Abu Ghraib Case Challenges 'Lawlessness' of Private Contractors in Times of War

Eleven years since US invasion of Iraq, lawyers call on courts to hold contractors accountable for war crimes

Roughly eleven years since the U.S. invasion of Iraq, human rights lawyers called on a federal appeals court on Tuesday to reopen a case brought by four former Iraqi detainees who were tortured at the notorious Abu Ghraib prison against the private military contractor who ordered the atrocities, CACI Premier Technology, Inc.

"U.S. courts must at last provide a remedy for the victims of torture at Abu Ghraib," said Baher Azmy Legal Director for the Center for Constitutional Rights who is representing the former detainees. "CACI indisputably played a key role in those atrocities, and it is time for them to be held accountable."

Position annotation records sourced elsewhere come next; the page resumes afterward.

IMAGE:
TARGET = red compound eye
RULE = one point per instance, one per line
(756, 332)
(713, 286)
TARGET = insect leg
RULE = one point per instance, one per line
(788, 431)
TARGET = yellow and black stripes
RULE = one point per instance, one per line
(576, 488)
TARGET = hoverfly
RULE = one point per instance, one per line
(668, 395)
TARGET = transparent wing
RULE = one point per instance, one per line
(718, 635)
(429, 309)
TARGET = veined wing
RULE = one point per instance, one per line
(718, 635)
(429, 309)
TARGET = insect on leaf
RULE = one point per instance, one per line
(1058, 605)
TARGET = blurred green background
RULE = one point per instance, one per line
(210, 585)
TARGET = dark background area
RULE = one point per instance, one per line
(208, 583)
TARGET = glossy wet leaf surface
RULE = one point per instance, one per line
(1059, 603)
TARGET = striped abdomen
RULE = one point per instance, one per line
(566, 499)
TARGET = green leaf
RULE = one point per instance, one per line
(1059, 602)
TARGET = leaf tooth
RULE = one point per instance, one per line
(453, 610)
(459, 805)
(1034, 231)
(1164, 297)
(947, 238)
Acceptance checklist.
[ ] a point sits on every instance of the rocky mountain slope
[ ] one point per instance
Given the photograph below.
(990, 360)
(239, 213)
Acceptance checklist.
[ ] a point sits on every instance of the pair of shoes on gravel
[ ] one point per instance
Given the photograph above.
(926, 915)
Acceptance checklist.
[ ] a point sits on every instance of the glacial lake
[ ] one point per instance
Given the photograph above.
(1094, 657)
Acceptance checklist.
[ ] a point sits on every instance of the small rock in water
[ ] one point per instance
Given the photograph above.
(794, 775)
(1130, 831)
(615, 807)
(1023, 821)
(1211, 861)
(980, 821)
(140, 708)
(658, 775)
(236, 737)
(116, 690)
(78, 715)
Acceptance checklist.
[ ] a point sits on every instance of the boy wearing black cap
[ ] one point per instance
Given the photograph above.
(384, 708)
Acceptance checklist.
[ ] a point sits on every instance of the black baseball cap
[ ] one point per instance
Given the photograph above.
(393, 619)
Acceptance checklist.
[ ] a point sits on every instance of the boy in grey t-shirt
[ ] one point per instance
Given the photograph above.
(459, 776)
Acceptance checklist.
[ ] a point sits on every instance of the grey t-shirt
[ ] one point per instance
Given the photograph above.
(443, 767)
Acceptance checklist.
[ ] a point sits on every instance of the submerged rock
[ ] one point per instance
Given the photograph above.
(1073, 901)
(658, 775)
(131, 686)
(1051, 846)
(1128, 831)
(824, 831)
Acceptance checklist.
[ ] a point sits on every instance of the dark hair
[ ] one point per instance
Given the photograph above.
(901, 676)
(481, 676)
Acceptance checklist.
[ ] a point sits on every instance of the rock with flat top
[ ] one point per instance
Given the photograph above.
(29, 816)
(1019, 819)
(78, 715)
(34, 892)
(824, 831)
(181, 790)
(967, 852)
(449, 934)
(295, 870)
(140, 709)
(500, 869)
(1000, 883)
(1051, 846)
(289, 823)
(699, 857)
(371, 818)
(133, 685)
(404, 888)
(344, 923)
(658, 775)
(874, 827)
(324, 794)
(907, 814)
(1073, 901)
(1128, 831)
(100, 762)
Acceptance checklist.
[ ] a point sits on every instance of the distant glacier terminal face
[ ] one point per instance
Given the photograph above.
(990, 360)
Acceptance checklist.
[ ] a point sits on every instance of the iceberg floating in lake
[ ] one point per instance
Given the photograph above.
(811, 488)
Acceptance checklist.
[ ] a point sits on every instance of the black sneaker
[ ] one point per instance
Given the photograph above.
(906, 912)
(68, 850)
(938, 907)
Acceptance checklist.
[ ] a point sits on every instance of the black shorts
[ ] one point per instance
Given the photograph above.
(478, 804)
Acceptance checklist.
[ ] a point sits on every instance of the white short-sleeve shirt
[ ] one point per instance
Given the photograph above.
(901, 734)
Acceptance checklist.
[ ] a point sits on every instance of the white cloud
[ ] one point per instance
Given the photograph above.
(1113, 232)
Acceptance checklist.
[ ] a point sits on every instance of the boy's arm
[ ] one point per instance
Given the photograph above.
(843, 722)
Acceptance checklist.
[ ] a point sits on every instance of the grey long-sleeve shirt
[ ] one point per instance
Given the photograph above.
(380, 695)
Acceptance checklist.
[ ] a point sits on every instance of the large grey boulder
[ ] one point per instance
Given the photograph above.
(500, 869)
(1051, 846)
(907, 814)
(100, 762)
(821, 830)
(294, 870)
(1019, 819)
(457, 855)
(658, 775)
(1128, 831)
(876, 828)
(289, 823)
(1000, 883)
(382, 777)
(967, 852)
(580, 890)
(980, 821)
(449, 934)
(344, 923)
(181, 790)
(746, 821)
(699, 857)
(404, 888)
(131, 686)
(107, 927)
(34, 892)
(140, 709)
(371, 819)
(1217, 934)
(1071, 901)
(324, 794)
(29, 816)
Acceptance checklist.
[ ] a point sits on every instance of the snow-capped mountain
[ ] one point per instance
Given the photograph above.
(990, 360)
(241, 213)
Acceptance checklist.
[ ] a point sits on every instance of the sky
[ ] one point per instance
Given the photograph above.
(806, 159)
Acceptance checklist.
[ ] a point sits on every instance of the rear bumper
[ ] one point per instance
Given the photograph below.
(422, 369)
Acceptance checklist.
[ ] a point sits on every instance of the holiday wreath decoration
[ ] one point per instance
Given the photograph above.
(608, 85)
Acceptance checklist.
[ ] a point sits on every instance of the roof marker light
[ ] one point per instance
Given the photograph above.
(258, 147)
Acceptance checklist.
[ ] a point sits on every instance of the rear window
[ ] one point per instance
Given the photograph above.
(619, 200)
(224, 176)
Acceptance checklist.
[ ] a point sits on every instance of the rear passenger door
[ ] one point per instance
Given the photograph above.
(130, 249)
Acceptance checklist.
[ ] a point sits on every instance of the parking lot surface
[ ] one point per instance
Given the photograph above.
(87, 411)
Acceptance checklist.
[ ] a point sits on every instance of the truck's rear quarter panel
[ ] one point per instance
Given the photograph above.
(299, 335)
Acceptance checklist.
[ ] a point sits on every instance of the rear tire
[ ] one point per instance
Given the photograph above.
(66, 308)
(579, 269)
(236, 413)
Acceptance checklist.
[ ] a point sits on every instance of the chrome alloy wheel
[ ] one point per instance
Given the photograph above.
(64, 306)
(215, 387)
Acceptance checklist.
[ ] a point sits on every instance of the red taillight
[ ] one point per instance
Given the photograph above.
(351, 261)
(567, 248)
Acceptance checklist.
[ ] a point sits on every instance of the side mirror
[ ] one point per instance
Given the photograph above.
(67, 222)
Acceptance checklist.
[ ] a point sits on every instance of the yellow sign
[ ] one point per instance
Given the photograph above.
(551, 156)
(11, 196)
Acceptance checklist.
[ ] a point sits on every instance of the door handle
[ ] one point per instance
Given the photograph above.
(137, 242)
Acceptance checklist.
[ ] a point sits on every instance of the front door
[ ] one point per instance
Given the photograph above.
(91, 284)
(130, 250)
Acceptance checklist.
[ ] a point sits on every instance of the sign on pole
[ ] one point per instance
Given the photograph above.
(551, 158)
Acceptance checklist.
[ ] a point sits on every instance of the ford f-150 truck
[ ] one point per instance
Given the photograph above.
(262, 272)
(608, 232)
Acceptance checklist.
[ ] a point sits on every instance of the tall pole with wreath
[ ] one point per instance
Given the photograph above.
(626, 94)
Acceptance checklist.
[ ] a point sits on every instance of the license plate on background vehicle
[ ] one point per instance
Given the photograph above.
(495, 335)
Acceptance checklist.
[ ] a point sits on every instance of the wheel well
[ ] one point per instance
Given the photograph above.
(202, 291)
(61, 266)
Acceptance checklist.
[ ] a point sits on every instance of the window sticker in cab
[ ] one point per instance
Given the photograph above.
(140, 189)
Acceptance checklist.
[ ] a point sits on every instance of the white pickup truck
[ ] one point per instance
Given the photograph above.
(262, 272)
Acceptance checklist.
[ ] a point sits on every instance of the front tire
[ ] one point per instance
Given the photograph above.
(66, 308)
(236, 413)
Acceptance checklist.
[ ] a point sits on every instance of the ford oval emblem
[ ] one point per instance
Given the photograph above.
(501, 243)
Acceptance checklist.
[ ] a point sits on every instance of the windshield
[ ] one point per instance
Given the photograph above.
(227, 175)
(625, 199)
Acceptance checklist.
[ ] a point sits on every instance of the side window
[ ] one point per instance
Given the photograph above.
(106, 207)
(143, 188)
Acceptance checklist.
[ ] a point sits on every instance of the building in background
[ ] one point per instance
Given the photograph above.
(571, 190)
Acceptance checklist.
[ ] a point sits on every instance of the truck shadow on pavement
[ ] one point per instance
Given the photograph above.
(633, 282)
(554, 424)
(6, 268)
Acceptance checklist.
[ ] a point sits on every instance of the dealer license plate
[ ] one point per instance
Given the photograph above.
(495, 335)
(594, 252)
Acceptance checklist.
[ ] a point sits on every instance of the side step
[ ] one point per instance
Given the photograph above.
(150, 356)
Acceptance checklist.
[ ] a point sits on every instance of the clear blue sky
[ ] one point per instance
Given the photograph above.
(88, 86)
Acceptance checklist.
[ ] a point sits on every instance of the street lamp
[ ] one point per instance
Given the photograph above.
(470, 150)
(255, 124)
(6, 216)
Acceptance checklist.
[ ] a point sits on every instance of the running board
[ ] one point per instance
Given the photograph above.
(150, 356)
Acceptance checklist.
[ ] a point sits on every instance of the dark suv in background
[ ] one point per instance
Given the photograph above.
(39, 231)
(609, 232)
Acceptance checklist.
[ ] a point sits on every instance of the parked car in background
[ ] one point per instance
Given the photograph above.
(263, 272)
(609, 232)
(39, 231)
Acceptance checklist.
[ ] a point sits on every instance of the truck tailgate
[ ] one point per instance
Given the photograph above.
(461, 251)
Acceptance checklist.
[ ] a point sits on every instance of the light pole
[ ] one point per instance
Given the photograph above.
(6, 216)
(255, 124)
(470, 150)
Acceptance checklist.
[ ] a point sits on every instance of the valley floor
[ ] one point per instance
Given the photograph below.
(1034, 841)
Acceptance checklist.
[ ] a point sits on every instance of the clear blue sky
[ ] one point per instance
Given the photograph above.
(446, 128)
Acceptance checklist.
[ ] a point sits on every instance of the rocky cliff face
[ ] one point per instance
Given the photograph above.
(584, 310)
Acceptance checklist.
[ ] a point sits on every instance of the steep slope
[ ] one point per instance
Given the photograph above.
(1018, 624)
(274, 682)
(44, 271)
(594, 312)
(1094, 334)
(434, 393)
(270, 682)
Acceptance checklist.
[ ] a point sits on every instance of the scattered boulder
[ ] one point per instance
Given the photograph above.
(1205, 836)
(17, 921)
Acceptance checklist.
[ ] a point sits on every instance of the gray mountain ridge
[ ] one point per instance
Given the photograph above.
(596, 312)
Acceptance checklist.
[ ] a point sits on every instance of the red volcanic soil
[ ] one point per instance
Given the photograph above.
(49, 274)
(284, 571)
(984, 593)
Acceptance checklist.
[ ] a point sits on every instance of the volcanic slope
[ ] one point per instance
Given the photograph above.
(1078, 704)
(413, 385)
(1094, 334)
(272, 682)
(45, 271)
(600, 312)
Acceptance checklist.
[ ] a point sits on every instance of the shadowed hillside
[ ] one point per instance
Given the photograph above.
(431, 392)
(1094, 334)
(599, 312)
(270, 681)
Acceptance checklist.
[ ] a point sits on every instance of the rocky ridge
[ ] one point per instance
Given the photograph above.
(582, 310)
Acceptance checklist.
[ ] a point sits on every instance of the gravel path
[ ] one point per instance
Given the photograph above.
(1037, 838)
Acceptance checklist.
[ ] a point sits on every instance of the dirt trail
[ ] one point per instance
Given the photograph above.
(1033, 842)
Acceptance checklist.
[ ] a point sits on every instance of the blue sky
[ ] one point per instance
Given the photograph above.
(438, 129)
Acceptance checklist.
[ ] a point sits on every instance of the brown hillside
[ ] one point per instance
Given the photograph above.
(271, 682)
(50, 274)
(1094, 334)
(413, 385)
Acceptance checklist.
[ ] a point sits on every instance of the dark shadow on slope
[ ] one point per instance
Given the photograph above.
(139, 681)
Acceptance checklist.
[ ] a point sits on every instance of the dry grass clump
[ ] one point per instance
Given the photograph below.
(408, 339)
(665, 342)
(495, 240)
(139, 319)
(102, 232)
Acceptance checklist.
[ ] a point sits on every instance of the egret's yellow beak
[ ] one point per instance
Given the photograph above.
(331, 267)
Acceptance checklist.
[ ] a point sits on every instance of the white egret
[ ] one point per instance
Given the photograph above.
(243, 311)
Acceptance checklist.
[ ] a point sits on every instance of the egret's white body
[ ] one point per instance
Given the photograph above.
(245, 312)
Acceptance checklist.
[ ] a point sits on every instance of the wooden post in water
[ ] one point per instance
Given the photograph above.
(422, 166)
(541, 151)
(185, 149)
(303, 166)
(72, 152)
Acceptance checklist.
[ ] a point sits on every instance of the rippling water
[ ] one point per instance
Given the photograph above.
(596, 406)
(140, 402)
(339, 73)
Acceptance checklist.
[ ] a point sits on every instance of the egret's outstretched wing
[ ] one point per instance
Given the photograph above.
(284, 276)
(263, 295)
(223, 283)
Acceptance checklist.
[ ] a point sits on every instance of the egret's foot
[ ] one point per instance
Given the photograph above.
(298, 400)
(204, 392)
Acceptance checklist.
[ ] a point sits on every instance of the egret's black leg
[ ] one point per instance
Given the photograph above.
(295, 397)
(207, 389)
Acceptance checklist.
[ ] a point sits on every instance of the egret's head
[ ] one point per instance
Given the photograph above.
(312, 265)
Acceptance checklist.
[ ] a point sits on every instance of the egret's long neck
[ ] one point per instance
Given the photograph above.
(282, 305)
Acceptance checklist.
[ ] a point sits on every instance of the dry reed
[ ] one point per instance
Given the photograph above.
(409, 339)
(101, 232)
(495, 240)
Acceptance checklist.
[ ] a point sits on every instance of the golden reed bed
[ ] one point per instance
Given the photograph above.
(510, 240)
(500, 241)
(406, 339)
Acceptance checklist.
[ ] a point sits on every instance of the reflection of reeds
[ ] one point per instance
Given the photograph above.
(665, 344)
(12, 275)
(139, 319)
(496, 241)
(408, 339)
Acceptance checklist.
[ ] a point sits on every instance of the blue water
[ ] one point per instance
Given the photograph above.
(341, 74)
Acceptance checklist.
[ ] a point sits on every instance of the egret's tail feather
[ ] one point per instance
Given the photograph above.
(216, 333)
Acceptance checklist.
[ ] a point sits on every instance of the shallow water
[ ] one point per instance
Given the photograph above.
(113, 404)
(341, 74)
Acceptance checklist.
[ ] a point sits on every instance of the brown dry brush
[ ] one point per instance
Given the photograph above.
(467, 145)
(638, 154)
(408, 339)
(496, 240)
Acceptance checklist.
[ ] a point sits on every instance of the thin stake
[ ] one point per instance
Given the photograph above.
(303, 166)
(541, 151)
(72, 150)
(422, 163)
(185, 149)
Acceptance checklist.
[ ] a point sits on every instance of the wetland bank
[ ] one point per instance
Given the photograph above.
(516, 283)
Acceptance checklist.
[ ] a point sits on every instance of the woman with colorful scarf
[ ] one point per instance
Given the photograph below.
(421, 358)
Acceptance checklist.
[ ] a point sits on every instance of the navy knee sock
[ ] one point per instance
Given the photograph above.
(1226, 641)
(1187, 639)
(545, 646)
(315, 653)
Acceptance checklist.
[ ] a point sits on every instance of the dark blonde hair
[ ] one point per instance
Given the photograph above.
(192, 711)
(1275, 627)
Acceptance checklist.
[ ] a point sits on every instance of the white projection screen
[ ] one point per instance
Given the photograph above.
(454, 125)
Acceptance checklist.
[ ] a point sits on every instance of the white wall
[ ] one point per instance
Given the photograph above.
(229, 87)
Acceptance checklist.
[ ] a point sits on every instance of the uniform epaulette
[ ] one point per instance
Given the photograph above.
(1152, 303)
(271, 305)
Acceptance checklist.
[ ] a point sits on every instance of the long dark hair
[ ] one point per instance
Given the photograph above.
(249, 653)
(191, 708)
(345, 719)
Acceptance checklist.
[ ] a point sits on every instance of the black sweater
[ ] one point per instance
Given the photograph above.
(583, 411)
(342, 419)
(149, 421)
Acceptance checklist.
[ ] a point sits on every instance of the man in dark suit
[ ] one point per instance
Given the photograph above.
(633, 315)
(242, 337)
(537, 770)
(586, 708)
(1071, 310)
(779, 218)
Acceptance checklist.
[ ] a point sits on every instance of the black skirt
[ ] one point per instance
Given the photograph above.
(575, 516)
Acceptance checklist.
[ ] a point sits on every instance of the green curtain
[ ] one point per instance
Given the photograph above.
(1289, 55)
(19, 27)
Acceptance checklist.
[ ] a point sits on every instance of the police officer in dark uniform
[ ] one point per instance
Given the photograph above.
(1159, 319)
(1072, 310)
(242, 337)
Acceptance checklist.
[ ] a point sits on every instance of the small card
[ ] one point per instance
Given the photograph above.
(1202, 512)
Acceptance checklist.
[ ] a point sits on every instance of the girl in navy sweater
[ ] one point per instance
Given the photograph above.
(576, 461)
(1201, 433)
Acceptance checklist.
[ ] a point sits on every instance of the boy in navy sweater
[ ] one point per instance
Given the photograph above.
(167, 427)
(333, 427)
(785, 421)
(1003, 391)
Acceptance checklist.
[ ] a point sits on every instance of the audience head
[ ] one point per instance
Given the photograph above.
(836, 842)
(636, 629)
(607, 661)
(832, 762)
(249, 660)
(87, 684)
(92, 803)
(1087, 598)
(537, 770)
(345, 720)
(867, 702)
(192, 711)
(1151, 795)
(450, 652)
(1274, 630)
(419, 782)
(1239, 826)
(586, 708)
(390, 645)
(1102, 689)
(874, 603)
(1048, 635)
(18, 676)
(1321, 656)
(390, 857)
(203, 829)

"The lower court's ruling creates lawless spaces where corporations can commit torture and war crimes and then find safe haven in the United States," said Azmy. "That's a ruling that should not stand."

Lawyers for CCR said CACI walked free despite having ordered soldiers, who were later court martialed, to commit "sadistic, blatant, and wanton criminal abuses," as described by military investigators at the time, which included electric shocks, sexual violence, forced nudity, broken bones, and deprivation of oxygen, food, and water, in order to "soften" the detainees for interrogations.

Photos of the detainees' brutal torture, which surfaced in 2004, shocked the nation and created "universal condemnation among U.S. political and military leaders," the plaintiffs said in court papers.

Last June, a district court judge had dismissed the case "by narrowly interpreting" a former Supreme Court decision that limited U.S. courts' ability to rule on human rights violations committed outside the United States.

CACI International "is a US corporation" that was working "in a US-run prison at a time when Abu Ghraib and Iraq were occupied by the US," so they should be held accountable in a U.S. court, Azmy explained to Agence France-Presse.

The appeals court could now take several weeks, or even months, to rule on the case.